There are one or two minor divergences from the original ’57 Strat’s detailing. The only ones anyone is really likely to notice are the slightly narrower spacing of the dots at the twelfth fret (on the reissue), and the different font used for the numbers on the Volume and Tone knobs. Other than that, and perhaps a bit of ‘artistic licence’ on the pickups, this reissue is the spitting image of a real ’57 Strat.
In this close-up photo, from a certain angle, you can see how the nitro-cellulose finish is tentatively starting to check after over 18 years of exposure to the elements. This guitar is very well looked after, but not normally stored in a case.
But what matters the most is how the guitar plays and sounds, and I can honestly say that if you appreciate classic guitar designs, this is one of the best guitar playing experiences you can get. The expressiveness of this Strat is magnificent. A really deep ‘bloopiness’ on the neck pickup, which can instantly flick to the stinging, searing cut of the bridge pickup, but without ever losing its personality or body. With a cranked up Les Paul, it can feel like changing your level of attack doesn’t really have much impact. This Strat, conversely, responds to everything. Hit hard with a heavy pick – the listener can easily tell. Pluck with the tips of your fingers – the listener can easily tell. You can set the three-way switch in between positions for the funk sounds if you wish, and again the tone is fabulous. But to me this guitar is all about what Strats were, and what they typically did, before groups of ’70s players adopted the ‘out of phase’ sounds en masse, and to some extent homogenised the instrument's voice.

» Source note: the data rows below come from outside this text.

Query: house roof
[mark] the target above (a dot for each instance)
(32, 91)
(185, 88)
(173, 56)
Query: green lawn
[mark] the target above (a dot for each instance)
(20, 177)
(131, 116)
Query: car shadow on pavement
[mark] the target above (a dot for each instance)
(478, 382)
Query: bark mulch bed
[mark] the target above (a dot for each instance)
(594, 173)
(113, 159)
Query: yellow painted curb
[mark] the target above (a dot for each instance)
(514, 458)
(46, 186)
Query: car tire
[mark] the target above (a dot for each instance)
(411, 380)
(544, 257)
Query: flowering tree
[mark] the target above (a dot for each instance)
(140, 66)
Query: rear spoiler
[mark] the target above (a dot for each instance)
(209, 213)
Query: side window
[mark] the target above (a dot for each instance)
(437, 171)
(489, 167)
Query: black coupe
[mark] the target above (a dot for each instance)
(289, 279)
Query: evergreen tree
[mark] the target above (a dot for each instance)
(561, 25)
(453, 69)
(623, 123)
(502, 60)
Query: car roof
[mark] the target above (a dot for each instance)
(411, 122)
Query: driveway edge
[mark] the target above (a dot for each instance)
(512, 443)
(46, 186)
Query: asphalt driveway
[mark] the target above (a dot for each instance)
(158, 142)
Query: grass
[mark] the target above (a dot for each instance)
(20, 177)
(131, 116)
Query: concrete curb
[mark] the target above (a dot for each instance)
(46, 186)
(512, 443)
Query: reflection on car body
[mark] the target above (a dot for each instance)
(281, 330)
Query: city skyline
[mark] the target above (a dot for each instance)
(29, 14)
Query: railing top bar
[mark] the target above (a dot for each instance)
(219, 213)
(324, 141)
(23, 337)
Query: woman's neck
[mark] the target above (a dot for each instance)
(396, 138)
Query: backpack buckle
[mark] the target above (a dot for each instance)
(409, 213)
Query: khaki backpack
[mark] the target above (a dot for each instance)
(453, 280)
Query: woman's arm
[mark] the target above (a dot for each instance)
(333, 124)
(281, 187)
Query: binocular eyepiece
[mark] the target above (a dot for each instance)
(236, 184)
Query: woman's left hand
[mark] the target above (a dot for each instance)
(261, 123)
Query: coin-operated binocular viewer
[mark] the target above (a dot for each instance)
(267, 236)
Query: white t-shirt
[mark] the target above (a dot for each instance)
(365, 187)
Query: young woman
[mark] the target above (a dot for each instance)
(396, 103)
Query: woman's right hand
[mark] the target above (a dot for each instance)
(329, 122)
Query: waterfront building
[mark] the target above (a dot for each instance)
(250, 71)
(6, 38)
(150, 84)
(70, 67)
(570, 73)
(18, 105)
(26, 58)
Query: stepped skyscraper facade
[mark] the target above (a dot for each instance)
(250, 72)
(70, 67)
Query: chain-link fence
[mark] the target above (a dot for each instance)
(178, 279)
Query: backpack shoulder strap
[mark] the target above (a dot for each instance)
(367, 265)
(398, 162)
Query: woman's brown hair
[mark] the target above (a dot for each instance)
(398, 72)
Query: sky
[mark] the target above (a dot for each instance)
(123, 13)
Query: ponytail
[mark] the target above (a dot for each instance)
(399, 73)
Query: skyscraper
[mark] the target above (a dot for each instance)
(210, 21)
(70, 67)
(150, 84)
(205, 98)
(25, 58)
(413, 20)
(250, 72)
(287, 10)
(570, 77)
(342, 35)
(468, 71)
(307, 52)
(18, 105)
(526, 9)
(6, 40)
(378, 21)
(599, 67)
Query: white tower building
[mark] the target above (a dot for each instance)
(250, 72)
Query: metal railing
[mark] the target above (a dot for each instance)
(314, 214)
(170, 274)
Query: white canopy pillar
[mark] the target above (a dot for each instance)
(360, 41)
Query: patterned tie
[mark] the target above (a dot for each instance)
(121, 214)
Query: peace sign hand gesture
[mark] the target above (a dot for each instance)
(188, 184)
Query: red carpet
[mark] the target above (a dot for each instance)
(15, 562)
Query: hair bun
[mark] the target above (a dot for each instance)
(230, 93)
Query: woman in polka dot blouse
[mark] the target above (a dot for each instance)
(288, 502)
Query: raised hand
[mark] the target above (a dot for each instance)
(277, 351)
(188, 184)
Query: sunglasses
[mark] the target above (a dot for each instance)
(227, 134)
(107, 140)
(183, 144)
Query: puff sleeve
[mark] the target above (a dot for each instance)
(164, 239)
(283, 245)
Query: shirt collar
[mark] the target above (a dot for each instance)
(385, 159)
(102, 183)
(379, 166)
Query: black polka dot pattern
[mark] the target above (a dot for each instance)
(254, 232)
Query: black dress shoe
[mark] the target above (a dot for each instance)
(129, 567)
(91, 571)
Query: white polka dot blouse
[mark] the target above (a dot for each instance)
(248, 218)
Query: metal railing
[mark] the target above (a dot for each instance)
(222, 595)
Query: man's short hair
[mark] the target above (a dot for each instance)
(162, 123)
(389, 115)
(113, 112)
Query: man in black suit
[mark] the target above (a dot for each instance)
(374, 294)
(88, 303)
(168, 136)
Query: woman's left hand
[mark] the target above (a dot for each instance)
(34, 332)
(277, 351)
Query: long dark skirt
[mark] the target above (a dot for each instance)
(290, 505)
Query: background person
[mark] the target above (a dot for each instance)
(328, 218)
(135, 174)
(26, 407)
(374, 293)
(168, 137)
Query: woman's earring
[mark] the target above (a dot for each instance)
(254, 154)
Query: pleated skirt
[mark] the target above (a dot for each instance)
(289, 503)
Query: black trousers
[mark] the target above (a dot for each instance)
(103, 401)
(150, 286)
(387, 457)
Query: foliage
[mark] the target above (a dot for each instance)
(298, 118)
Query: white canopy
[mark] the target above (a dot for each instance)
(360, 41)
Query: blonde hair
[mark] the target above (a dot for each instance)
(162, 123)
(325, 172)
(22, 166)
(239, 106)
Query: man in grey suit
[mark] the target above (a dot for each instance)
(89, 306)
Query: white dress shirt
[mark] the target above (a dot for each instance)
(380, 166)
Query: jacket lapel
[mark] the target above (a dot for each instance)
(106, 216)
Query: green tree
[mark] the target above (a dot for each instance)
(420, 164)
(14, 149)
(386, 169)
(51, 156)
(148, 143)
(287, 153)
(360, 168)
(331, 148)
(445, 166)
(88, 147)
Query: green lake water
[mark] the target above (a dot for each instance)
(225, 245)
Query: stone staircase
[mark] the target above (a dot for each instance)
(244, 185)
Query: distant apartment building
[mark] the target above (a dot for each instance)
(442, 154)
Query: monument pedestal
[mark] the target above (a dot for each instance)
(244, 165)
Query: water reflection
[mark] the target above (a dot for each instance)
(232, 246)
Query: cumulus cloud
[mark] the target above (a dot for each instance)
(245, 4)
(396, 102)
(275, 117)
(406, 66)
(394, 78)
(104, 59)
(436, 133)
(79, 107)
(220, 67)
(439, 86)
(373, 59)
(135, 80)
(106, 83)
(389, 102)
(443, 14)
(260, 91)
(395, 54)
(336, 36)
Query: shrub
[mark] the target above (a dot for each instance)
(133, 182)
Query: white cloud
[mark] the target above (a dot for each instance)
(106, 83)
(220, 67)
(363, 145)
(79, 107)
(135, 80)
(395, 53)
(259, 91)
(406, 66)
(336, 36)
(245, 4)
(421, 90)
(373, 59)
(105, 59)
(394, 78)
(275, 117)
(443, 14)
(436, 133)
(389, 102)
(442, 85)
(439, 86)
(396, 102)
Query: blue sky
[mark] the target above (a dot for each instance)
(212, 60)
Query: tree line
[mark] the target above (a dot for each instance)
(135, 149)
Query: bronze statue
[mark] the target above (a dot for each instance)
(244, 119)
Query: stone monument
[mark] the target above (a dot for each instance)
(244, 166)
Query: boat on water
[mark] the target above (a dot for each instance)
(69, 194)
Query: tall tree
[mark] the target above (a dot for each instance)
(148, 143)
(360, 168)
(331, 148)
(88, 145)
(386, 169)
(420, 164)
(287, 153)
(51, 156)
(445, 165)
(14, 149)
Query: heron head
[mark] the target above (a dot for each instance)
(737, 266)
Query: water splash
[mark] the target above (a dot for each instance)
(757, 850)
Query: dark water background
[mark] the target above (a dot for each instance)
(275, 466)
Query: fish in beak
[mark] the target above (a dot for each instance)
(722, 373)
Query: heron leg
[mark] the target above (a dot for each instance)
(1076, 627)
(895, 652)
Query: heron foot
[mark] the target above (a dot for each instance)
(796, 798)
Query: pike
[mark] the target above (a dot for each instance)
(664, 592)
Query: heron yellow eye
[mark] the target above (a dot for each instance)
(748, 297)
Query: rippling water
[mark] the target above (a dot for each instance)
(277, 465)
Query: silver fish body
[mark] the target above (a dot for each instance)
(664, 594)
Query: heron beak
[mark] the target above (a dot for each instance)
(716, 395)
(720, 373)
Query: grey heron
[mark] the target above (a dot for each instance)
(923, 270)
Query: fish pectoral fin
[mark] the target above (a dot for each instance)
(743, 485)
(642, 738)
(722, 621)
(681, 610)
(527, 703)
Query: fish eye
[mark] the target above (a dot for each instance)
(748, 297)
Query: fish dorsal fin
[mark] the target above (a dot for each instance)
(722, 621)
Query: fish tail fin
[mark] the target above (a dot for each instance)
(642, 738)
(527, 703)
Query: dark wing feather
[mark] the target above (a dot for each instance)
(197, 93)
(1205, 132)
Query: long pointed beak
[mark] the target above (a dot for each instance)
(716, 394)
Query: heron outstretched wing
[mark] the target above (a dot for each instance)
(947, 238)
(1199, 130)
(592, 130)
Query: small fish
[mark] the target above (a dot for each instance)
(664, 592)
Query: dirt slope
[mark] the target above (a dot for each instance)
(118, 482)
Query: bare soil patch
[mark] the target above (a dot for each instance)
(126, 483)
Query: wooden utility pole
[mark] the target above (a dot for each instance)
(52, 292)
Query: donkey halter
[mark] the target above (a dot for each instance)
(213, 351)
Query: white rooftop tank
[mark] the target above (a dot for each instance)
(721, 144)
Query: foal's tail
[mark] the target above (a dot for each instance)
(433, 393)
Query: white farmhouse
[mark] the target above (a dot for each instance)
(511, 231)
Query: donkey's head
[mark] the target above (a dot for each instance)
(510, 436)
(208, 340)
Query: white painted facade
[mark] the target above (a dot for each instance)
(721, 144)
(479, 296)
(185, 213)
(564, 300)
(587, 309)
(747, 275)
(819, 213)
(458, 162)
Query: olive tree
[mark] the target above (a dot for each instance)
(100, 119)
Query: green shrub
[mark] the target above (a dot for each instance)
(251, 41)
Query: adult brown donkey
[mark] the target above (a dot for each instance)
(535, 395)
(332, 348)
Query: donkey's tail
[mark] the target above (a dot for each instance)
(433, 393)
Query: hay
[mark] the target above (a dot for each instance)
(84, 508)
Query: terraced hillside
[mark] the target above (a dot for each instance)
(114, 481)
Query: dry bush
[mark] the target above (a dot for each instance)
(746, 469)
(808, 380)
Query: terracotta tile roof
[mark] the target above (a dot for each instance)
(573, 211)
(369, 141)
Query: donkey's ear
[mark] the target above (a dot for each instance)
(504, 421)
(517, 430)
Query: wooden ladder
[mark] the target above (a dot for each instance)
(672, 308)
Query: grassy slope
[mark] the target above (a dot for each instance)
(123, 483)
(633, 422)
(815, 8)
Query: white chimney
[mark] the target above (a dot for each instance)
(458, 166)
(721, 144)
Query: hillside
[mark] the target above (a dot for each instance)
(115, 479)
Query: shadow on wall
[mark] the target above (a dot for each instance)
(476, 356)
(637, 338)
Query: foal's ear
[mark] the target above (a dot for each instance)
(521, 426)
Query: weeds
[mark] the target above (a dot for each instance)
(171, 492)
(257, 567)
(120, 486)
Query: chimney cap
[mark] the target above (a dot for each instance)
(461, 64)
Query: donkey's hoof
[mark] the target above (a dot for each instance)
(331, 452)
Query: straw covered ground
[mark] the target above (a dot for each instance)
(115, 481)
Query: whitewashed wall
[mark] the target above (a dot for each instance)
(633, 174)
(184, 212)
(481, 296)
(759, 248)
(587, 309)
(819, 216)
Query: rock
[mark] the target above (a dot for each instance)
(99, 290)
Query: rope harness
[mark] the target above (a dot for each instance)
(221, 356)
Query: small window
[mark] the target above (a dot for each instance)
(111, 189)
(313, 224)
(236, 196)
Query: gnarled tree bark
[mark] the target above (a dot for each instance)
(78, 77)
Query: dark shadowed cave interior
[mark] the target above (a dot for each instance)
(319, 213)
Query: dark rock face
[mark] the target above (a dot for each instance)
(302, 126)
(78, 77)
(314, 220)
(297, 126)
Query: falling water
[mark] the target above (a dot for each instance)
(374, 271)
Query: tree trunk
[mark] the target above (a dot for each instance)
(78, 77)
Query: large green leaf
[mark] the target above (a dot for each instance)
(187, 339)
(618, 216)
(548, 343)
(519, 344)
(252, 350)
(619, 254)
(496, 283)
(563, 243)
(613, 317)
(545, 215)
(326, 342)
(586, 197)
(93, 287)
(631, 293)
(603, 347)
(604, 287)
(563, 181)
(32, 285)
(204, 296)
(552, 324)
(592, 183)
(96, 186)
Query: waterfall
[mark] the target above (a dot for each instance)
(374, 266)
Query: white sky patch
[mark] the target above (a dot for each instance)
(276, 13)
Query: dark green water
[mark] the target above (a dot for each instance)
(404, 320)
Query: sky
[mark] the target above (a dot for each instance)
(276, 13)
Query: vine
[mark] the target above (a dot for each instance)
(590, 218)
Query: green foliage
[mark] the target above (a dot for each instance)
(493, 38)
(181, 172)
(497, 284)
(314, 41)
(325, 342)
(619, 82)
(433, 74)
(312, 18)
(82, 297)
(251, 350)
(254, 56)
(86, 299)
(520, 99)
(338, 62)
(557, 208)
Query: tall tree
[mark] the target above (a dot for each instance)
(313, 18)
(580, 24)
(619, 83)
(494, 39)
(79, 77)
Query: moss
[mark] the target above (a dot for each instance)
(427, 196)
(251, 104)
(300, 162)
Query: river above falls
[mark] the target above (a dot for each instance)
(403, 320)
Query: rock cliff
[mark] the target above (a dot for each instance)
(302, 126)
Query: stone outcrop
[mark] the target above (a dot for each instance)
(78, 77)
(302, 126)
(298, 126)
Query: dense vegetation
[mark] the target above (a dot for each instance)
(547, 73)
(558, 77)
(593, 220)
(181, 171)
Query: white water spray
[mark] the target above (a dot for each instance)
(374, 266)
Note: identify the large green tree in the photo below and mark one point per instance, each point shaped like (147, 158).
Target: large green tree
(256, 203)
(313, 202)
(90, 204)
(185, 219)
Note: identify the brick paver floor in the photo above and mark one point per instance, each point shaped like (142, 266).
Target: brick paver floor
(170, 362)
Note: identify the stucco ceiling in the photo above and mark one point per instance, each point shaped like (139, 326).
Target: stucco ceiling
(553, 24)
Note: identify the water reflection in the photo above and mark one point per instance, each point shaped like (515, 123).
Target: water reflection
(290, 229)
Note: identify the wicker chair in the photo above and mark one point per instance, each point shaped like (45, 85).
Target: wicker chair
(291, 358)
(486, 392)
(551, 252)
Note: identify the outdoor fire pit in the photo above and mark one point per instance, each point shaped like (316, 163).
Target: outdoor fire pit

Over the years there’s been a lot of talk about copies being better than real American Fenders, and there have been times and instances in which that’s been true. However, I've never found a copy of a Strat to rival this genuine USA ’57 reissue. It’s an absolutely beautiful job, displaying manufacturing standards of the highest order. It couldn’t be easier to play, couldn’t look better, and I can’t imagine any Strat sounding better either. Okay, so Seymour Duncan has had a hand in the latter aspect, but I can do nothing but praise Fender for what, as a bog-standard (non-Custom Shop) reissue, was remarkable value. This is what Leo Fender meant the Stratocaster to be. Even though he’d passed on by the time this one was built, his standards and traditions had been faithfully upheld.
In the end, you can spend as much as you like on a mint early ‘80s copy. But as someone who's owned an ‘83 Squier ’57 Strat reissue, still owns an ’84 Tokai Strat, and has played numerous other revered copies, I’d take a pretty safe bet that there ain’t many wannabes, if any, as good as this Fender.